With some copy and paste we make the structure wider, and as already said, the middle part stays untouched in this part of the process.

Let’s take a look at the left cliff side:

The cliff is separated into 3 pieces. The one on the very right, close to the middle, stays untouched. The wide middle part is narrowed by 16 pixels, and the one on the left is narrowed by 8 pixels.

We will repeat on the other side and put the parts together:

Without any further edits, this already looks much more round that it did before.

Now we will use a combination of box selecting and copy and paste to make the bottom and top seamless. You work from the center part to the edges and piece by piece the gap will close.

As you can see, the bottom area is now not perfectly smooth, since it is the same as the one we created for the top.

With this result we could start mapping, but there are several steps left we can do to improve the overall result!

Step 4: Remove the straight lines

The straight borders on the bottom and the sides and the top look pretty unnatural and there is a lot we can do about that.

By simply erasing some pixels at the top, we get a more natural line. Be sure that the tile still loops and the border is still visible!

For the side you do something similar by making the line slightly less straight and then fill up the holes with dark pixels to show that you see parts of the wall through the gaps.

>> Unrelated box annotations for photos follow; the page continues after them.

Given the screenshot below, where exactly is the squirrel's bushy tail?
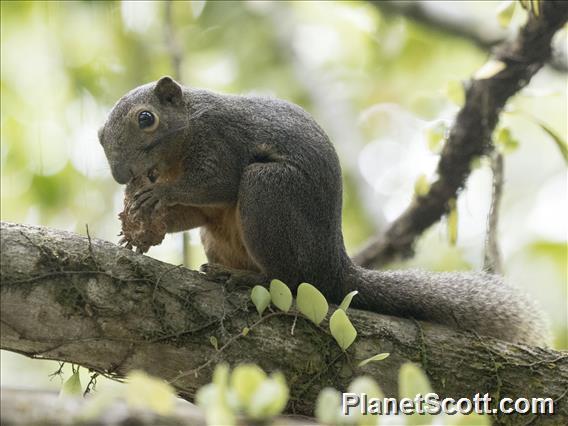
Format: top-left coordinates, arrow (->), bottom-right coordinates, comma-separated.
348,266 -> 550,346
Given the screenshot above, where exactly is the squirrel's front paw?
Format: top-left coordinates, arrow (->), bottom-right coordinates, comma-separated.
129,184 -> 167,217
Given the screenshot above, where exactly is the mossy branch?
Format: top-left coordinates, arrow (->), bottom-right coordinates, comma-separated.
0,223 -> 568,424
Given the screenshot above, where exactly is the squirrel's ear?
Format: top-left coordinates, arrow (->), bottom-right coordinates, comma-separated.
154,76 -> 182,105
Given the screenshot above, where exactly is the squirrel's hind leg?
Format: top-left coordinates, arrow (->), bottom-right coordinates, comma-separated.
237,162 -> 343,302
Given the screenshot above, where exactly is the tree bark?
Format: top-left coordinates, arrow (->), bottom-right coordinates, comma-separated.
353,0 -> 568,268
0,223 -> 568,424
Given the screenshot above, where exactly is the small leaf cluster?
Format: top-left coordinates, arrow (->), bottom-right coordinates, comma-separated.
59,368 -> 176,423
196,364 -> 289,426
251,280 -> 364,351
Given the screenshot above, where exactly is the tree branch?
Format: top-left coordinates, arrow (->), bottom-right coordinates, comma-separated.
0,223 -> 568,424
354,0 -> 568,267
483,151 -> 504,275
371,0 -> 568,72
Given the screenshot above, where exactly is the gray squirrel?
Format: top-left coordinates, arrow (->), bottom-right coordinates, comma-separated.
99,77 -> 549,345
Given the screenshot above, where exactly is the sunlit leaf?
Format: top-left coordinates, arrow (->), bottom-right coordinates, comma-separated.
414,174 -> 430,197
247,373 -> 289,419
329,309 -> 357,350
195,383 -> 237,426
446,80 -> 465,106
537,121 -> 568,164
296,283 -> 329,324
315,388 -> 341,425
270,280 -> 292,312
424,120 -> 448,154
189,0 -> 206,19
126,370 -> 176,416
339,290 -> 359,312
347,376 -> 384,426
59,369 -> 83,397
359,352 -> 390,367
231,364 -> 266,408
250,285 -> 270,316
473,59 -> 507,80
347,376 -> 384,398
497,0 -> 517,28
448,198 -> 458,246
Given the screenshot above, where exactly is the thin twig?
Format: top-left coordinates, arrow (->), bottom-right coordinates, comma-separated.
483,151 -> 504,275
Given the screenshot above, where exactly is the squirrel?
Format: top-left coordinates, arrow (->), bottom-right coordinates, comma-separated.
99,76 -> 549,346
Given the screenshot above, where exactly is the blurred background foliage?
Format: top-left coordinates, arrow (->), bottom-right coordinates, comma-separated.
1,1 -> 568,387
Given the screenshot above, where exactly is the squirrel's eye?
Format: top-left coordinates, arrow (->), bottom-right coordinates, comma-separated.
138,111 -> 156,130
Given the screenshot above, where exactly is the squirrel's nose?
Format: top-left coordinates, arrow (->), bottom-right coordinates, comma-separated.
110,163 -> 134,185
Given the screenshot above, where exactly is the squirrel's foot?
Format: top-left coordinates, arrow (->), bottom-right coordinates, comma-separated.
199,263 -> 270,289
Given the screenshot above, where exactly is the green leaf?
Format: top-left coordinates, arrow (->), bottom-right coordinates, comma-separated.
59,368 -> 83,397
339,290 -> 359,312
247,373 -> 289,419
296,283 -> 329,325
195,383 -> 237,426
414,174 -> 430,197
473,59 -> 507,80
446,80 -> 465,107
315,388 -> 341,425
448,198 -> 458,246
250,285 -> 270,316
347,376 -> 384,398
398,362 -> 432,399
424,121 -> 448,154
231,364 -> 266,409
270,280 -> 292,312
537,120 -> 568,164
497,0 -> 517,28
359,352 -> 390,367
493,127 -> 519,154
126,370 -> 176,416
329,309 -> 357,350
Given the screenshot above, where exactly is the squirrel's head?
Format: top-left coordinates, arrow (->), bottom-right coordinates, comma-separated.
99,77 -> 187,184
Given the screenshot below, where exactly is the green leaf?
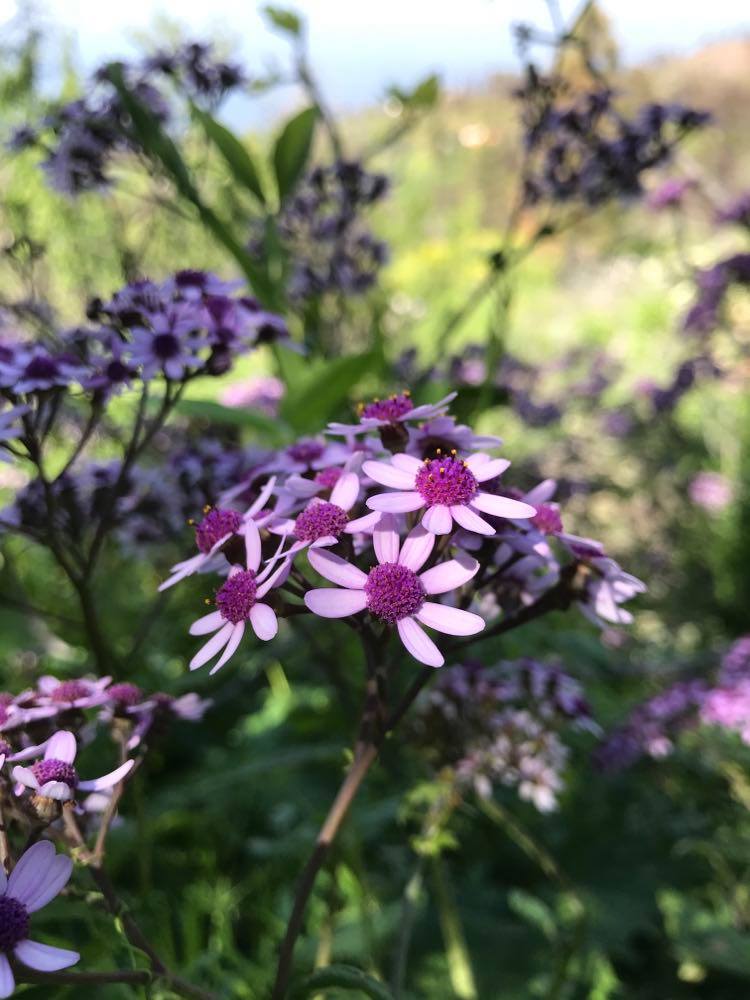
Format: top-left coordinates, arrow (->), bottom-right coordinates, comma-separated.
282,351 -> 383,431
292,965 -> 393,1000
263,4 -> 302,38
273,106 -> 318,201
190,102 -> 266,205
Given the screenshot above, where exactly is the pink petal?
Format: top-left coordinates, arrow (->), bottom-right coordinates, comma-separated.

We continue to rework all the lines besides the ones on the side. While you can technically have them have gaps, this will lead to more mess when mapping and I prefer it this way.

Now we have to copy our curved cave walls and tops into three different layers (this will require a graphics editor that supports layers!)

Make a layer with the regular image and then make a lighter “highlights” and a darker “shadows” layer. To achieve the different variations, I used the curve option, but Gimp has many ways to solve this part and you can use the one you are most comfortable with.

Now give both layers a black color mask, which makes them completely invisible.

Now use a bilinear white to black to white color graduation to mark the relevant parts in the masks.

Your mask for Highlights should look like this:

Be sure to have the gradient part only in the first column of 48*48 tiles, so the looping middle part is not affected in any way. Use the brush and black to mask the top part of your tiles so it is not affected as well.

For the shadow layer, create a gradient like this...

...and then mask out the top part of the tiles again with the brush.

Merged together, out resulting tile will look like this:

Don’t forget about the corner parts for the top we made right at the start!

You can paste this in any A5 or B sheet and use as you wish.

Step 5 (Optional): Additional Edits

Some specific things might need further edits.

A good example are the one tile wide side or the top with a curve:

If you just use the 24 px of the very outer columns and rows you can kinda create them, but they are not very pleasing as is.

To fix that issue, we will use the same techniques as above.

For the horizontal piece, we just use the middle part that is already perfect and cut new shapes out of it, fix the border on the top and copy it onto the not working tile we had, done!

For the vertical part, you can fix the shape with a part of unedited rocks in the middle and just need some smoothing out by pushing some pixels.

Additionally, You might need more than the 4 edge parts we have, I solved this issue by keeping a backgroundless version as well on the sheet:

Since we have 4 layers, we can puzzle any  combination we need together in the editor!

I’ll do the same with the middle tile of the top part: separate it into the 4 corner pieces and keep them ready on the top map. This will be really helpful, trust me.

Now let’s have a look at the final set and the difference it makes!

This is also a good example why we need these separated tiles:

To get the top part right, we need the turquoise tile on layer 1, the matching corner on layer 2 and to cover the last border we don’t need the separate part of the normal middle tile.

It might take a bit to convert your cliffs and cave walls and get used to a bit more complicated mapping, but trust me, it is so much worth it!